Mi boca ha pronunciado y pronunciará,
miles de veces y en los dos idiomas que me son íntimos,
el padre nuestro,
pero sólo en parte lo entiendo.
Esta mañana,
la del día primero de julio de 1969,
quiero intentar una oración que sea personal,
no heredada.
Sé que se trata de una empresa que exige una sinceridad más que humana.
Es evidente,
en primer término,
que me esta vedado pedir.
Pedir que no anochezcan mis ojos sería una locura;
sé de millares de personas que ven y que no son particularmente felices,
justas o sabias.
El proceso del tiempo es una trama de efectos y de causas,
de suerte que pedir cualquier merced,
por ínfima que sea,
es pedir que se rompa un eslabón de esa trama de hierro,
es pedir que ya se haya roto.
Nadie merece tal milagro.
No puedo suplicar que mis errores me sean perdonados;
el perdón es un acto ajeno y solo yo puedo salvarme.

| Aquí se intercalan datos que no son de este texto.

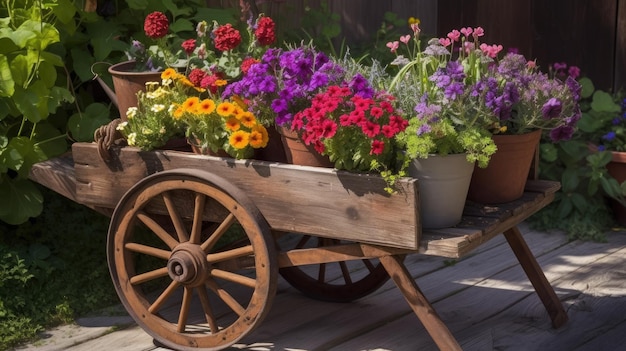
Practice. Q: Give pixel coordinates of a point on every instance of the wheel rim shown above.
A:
(187, 281)
(356, 279)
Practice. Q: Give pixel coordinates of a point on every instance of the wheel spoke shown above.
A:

El perdón purifica al ofendido,
no al ofensor,
a quien casi no le concierne.
La libertad de mi albedrío es tal vez ilusoria,
pero puedo dar o soñar que doy.
Puedo dar el coraje,
que no tengo;
puedo dar la esperanza que no esta en mí;
puedo enseñar la voluntad de aprender lo que se apenas o entreveo.
Quiero ser recordado menos como poeta que como amigo;
que alguien repita una cadencia de Dunbar o de Frost
o del hombre que vio en la medianoche el árbol que sangra,
la Cruz,
y piense que por primera vez la oyó de mis labios.
Lo demás no me importa;
espero que el olvido no se demore.
Desconocemos los designios del universo,
pero sabemos que razonar con lucidez y obrar con justicia
es ayudar a esos designios,
que no nos serán revelados.
Quiero morir del todo;
quiero morir con este compañero,
mi cuerpo.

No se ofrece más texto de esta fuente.